The National Institutes of Health COVID-19 NeuroDatabank and NeuroBiobank: A National Resource for Learning, Discovery, and Progress
- 1Department of Population Health, New York University Grossman School of Medicine, New York, NY, United States
- 2Department of Neurology, New York University Grossman School of Medicine, New York, NY, United States
- 3Division of Clinical Research, National Institute of Neurological Disorders and Stroke, Bethesda, MD, United States
Patients suffering from COVID-19 experience a wide range of symptoms and sequelae, including increasingly recognized neurological problems. A concerted effort is necessary to identify and characterize these issues, whether newly appearing as a result of COVID-19 disease or exacerbations of underlying conditions. A national resource to collect information and/or biospecimens regarding neurological complications of COVID-19 offers an opportunity for broad representation, harmonization, and rapid learning, all while ensuring robust protection of confidential information through the use of global unique identifiers to protect patient privacy.

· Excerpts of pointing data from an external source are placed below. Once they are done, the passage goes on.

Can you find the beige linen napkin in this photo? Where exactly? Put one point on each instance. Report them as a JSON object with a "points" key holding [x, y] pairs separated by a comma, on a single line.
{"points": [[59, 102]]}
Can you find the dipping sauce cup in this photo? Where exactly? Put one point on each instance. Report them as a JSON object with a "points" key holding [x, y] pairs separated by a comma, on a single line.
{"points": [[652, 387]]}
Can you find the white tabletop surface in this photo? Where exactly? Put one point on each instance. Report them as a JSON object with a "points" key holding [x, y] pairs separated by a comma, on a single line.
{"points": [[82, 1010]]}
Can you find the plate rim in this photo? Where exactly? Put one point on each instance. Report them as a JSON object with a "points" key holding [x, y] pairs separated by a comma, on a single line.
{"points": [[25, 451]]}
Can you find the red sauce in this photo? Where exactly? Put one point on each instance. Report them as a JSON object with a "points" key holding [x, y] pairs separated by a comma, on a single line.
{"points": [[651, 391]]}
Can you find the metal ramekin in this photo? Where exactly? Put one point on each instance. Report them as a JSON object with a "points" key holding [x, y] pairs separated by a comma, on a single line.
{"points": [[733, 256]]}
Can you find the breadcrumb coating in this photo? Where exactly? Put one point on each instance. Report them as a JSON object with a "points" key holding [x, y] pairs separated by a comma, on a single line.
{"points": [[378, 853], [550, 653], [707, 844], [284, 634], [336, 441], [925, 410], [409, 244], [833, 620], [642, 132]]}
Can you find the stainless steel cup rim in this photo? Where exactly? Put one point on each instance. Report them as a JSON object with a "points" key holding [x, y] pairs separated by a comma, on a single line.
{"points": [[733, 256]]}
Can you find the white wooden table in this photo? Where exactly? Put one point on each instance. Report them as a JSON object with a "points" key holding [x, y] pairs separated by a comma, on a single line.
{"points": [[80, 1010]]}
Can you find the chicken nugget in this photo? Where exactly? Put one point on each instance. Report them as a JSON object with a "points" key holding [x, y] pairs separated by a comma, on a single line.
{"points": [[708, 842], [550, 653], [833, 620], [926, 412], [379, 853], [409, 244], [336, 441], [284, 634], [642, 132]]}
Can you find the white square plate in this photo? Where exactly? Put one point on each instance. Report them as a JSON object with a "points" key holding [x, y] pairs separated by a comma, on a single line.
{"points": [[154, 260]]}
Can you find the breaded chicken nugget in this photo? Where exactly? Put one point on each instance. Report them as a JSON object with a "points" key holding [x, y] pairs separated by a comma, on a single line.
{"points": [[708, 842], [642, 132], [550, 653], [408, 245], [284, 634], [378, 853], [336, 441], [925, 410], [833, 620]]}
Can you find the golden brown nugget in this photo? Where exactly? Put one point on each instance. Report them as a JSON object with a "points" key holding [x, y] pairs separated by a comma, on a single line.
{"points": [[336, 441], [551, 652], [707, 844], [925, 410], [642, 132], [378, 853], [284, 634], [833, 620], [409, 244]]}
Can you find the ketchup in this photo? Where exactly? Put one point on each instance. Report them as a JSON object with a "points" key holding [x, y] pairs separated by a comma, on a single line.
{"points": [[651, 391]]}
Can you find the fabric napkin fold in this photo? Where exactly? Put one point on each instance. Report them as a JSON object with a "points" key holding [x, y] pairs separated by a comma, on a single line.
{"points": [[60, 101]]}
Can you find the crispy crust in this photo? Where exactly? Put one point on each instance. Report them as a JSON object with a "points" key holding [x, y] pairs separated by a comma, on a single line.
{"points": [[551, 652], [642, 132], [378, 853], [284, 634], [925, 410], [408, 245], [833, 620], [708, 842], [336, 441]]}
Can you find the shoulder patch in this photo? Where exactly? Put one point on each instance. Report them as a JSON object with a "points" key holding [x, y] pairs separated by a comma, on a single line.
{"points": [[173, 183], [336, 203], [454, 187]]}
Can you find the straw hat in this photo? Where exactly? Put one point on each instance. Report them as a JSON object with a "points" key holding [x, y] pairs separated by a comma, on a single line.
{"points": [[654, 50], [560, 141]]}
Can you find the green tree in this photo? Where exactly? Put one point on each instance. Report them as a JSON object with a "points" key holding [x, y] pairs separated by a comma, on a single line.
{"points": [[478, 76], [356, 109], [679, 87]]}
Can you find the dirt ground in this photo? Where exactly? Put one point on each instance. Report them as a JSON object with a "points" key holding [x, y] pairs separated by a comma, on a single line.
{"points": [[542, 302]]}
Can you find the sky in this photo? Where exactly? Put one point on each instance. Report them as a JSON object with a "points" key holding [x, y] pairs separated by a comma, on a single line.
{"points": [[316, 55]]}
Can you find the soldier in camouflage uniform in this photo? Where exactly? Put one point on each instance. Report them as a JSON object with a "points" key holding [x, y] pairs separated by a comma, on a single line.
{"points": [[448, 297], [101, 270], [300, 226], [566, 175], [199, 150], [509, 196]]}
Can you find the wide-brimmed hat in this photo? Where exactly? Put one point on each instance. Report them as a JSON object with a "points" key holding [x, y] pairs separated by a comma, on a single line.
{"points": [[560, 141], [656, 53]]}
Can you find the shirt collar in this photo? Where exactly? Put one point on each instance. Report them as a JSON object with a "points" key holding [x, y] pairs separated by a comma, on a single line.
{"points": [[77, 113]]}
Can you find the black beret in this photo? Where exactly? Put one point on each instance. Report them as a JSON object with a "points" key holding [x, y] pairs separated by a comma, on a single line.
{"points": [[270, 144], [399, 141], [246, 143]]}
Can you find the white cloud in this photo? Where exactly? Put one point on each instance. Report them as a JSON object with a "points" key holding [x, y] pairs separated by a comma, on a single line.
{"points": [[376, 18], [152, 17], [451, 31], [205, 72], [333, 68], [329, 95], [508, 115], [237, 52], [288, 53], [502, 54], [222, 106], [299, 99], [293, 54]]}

There is accumulating evidence of neurological complications of COVID-19, but their prevalence, etiology, and long-term cognitive and functional sequelae remain unknown. The current neurologic COVID-19 literature consists primarily of retrospective studies that often conflate non-specific symptoms (e.g., agitation, executive dysfunction, myalgias, dizziness, and headache) with neurologic diagnoses (e.g., stroke, seizures, and Guillain-Barre syndrome), leading to wide variability in neurologic event prevalence estimates (4–84% across studies) (1–3). While initial reports speculated on the neuro-invasiveness of SARS-CoV-2, no convincing pathologic data exist to support neurotropism (4). Conversely, case reports of Guillain-Barre syndrome and acute disseminated encephalitis suggested post-infectious, autoimmune-mediated neurological injury. Furthermore, an emerging literature describing a post-viral syndrome characterized by fatigue, cognitive problems, and neuropsychiatric disorders points to a potential second wave of subacute COVID-19-related neurological conditions (5). It remains unclear whether neurologic disorders in the context of COVID-19 represent a causal relationship, secondary effects of severe systemic illness, or mere coincidence.
Local medical and research institutions across the world have generated datasets with information on COVID-19 patients and have collected biosamples of, for example, blood, plasma, cerebrospinal fluid, and placenta and brain tissue. However, most such resources were established hurriedly with little to no funding or staff and often missed the peak of the pandemic in their regions. Furthermore, data on symptoms, tests, treatments, and outcomes of patients with COVID-19 exist in the idiosyncratic electronic health records (EHRs) of individual hospitals and clinics. Collectively, this information has the potential to accelerate research, enable learning about the prevalence and consequences of COVID-19 complications, and facilitate the development of prevention and treatment strategies. But its current fragmentary state hampers scientific progress. An urgent challenge is to assemble, harmonize, and curate these diverse resources and make them widely available to researchers.
The practical challenges of establishing harmonized data collection and biobanking are formidable, and include ownership as well as data security, privacy, harmonization, and standards. Here we discuss ways to overcome these challenges in the context of neurological complications of COVID-19, although our experience can be applied in other domains.
The NIH COVID-19 NeuroDatabank and NeuroBiobank (NIH-NeuroCOVID), funded in July 2020 by the National Institute of Neurological Diseases and Stroke (NINDS), was developed as a resource for investigators interested in pooled COVID-19 neurological event data. The main goals of the program are to identify neurologic phenotypes, risk factors, regional effects, socio-economic factors, and therapeutic responses among patients with new or complicated neurological disorders and concomitant COVID-19. Numerous features of the NIH-NeuroCOVID initiative enhance its promise as a basis for rapid accumulation of knowledge, sharing of harmonized data and curated information, and leveraging of geographically and socially diverse populations to accelerate real-time learning.
The databank will include both hospitalized patients and outpatients across the age spectrum including maternal/neonate (birth to 30 days of life) dyads, children, pregnant women, and the general adult population. Inclusion criteria are laboratory confirmed SARS-CoV-2 infection (either by RT-PCR molecular testing, antigen, or antibody testing) and at least one new or worsened symptom related to the nervous system.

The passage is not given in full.